Support Questions

Find answers, ask questions, and share your expertise
Announcements
Celebrating as our community reaches 100,000 members! Thank you!

Bug in Hive (HDP 2.1), Timestamp data overwritten during INSERT processing

avatar
Rising Star

We have experienced an issue where (re)processing data in Hive overwrites timestamp data. This occurs with HDP 2.1, but not 2.3.

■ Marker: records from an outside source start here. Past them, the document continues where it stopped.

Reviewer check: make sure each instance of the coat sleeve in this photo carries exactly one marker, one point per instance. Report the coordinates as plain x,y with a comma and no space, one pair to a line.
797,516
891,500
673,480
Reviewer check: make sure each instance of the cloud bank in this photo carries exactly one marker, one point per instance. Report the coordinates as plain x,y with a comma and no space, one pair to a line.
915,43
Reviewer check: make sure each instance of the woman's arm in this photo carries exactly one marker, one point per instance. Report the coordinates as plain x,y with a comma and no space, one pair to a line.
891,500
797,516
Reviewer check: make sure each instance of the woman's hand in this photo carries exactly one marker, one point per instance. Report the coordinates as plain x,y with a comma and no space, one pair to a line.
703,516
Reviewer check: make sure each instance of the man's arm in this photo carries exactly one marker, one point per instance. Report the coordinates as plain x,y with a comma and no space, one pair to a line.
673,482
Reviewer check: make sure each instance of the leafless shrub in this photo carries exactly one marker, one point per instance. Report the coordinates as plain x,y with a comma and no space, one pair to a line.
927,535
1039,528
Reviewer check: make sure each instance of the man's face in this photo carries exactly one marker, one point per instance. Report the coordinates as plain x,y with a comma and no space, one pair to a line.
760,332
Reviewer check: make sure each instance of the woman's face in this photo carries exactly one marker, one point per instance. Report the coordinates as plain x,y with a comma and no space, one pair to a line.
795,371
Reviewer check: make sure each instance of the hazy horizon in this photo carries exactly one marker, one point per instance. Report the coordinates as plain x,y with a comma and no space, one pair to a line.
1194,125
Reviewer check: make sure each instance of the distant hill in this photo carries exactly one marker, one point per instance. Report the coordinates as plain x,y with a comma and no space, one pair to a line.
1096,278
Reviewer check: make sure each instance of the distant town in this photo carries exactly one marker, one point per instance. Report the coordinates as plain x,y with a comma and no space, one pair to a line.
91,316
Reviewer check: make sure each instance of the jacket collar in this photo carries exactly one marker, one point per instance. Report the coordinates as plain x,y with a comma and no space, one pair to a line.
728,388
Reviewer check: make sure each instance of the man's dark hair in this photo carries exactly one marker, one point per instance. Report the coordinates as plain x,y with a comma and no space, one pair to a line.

We are using Hive to run an ad hoc 'reorg' or 'reprocess' on existing Hive tables to reduce the number of files stored - improving query performance and reducing pressure on the cluster (found a nice explanation from @david.streever here https://community.hortonworks.com/questions/4024/how-many-files-is-too-many-on-a-modern-hdp-cluster....).

The active Hive table is added to daily, creating at least one ORC file per day. The schema contains several timestamp columns (e.g. created_timestamp for when each record was origingally created on the source system).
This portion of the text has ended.